The AST -> Nodes -> Bytecode steps are preexisting in Python 2.0's
Tools/compiler, though I may have chosen a clumsy way to extend them.
(In particular, things are fragile, because you must magically make your
new Grammar have the same symbol numbers as the builtin grammar for all
nonterminals which exist in both, and then get the 'addsym' statements in
'mynodes' in the right order.  I'm trying to cook up a good way to address
this in the future)

Anyhow, as to how to add code to some special spots in your new grammar ...
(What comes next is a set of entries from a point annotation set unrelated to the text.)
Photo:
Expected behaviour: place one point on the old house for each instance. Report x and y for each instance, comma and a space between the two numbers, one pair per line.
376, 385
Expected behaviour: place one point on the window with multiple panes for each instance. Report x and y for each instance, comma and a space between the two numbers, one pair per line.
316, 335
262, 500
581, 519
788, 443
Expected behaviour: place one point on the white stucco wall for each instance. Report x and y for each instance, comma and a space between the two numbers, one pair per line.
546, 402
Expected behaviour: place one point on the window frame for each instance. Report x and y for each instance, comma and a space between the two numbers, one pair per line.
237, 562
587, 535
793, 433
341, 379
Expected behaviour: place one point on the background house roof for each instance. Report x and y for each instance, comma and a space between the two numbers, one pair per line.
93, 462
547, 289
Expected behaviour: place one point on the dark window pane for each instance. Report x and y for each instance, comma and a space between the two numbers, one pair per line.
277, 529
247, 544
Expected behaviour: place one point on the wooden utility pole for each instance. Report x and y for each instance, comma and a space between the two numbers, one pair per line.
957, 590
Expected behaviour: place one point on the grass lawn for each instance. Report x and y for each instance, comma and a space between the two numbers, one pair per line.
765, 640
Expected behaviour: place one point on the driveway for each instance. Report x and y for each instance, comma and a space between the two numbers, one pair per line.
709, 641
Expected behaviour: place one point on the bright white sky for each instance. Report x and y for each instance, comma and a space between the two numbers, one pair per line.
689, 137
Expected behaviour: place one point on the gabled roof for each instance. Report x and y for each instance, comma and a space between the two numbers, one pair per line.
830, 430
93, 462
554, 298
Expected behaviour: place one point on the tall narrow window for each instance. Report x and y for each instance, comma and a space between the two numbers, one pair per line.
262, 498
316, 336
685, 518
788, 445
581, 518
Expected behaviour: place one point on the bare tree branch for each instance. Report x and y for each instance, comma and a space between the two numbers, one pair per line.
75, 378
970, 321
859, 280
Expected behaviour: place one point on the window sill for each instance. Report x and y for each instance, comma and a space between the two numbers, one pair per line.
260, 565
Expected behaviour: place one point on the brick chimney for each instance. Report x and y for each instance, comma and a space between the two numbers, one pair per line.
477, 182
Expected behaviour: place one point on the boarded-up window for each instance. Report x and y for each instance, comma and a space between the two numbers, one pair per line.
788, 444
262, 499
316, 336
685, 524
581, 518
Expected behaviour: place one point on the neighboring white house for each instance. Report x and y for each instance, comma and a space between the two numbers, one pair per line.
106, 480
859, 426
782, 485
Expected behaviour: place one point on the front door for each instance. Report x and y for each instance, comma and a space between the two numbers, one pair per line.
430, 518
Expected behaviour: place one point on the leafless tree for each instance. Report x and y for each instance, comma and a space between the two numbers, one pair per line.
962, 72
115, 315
Take a look at demo/html2/compile_template.py (originally snatched from
Quixote).  At each file_input (the top node in a module), it adds the
equivalent of 'from IO_MODULE import IO_CLASS', and at the top of each
function it instantiates an IO_CLASS.

html2 adds some nodes for the desired code within the transformer, and then
lets the code generation module generate the associated code.

Jeff
jepler@inetnebr.com

    def file_input(self, nodelist):
        # Add a "from IO_MODULE import IO_CLASS" statement to the
        # beginning of the module.
        doc = self.get_docstring(nodelist, symbol.file_input)
        imp = Node('from', IO_MODULE, [(IO_CLASS, None)])

        # Add an IO_INSTANCE binding for module level expressions (like
        # doc strings).  This instance will not be returned.
        klass = Node('name', IO_CLASS)
        instance = Node('call_func', klass, [])
        assign_name = Node('ass_name', IO_INSTANCE, OP_ASSIGN)
        assign = Node('assign', [assign_name], instance)

        stmts = [ imp, assign ]

        for node in nodelist:
            if node[0] != token.ENDMARKER and node[0] != token.NEWLINE:
                self.com_append_stmt(stmts, node)

        return Node('module', doc, Node('stmt', stmts))

    def funcdef(self, nodelist):
	# ...
	# create an instance, assign to IO_INSTANCE
        klass = Node('name', IO_CLASS)
        instance = Node('call_func', klass, [])
        assign_name = Node('ass_name', IO_INSTANCE, OP_ASSIGN)
        assign = Node('assign', [assign_name], instance)